Why are the ranges of these projections isomorphic?

Question

For a separable, infinite dimensional Hilbert space $H$ and two projections $p,q\in B(H)$ (i.e. $p^2=p^*=p$) such that there exists an operator $v\in B(H)$ satisfying $p=v^*v$ and $q=vv^*$ I want to show that $\operatorname{im}(p)=pH$ and $\operatorname{im}(q)=qH$ are isomorphic Hilbert spaces.

I read that the isomorphism $pH\to qH$ is given by $v$, but I'm not sure about the details.

Presumably if $x\in pH$ (and $qH$ respectively) it is $px=x$ and $v$ looks like $v:pH\to qH\; x\mapsto x$, or, more precisely $v(px)=qx$. Why is this map surjective? (the other properties are clear)

Answer 1

The first thing to check is that $v$ actually maps $pH$ into $qH$: let $px\in pH$, then

$$v(px) = vv^*vx=q(vx)\in qH.$$

Now let us check surjectivity:

Let $qx\in qH$. We have $qx=q^2 x = vv^*vv^*x = v(pv^*x)$ and $p(v^*x)\in pH$.

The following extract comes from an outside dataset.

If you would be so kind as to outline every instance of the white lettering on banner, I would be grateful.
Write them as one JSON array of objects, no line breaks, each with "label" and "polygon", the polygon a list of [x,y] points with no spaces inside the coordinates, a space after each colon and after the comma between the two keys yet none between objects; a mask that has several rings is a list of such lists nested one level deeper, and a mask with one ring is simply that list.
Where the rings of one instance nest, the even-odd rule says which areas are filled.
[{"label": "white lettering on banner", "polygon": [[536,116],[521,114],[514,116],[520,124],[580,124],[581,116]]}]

For the sake of completeness let us also check injectivity:

Let $v(px)=0$. Then $0=\langle v(px),vx\rangle=\langle px, v^* vx\rangle = \|px\|^2$, so $px=0$.

Answer 2

Generality In addition this is, indeed, a general fact. Take $v\,:\,V\rightarrow W$ and $w\,:\,W\rightarrow V$ such that $p=wv$ and $q=vw$ are projectors (resp. of $V$ and $W$) then $pV$ and $qW$ are isomorphic as it can be checked easily that $$ v\,:\, pV\rightarrow qW\ ;\ w\,:\, qW\rightarrow pV\ $$ are reciprocal isomorphisms.

Case of Hilbert spaces This shows that, for Hilbert spaces, you do not need the hypothesis of separability. Only with $v\in B(H)$, you get $v^*,v^*v,vv^*\in B(H)$ so your projectors have closed images (the kernels of their complement) and hence $pH,qH$ are Hilbert spaces.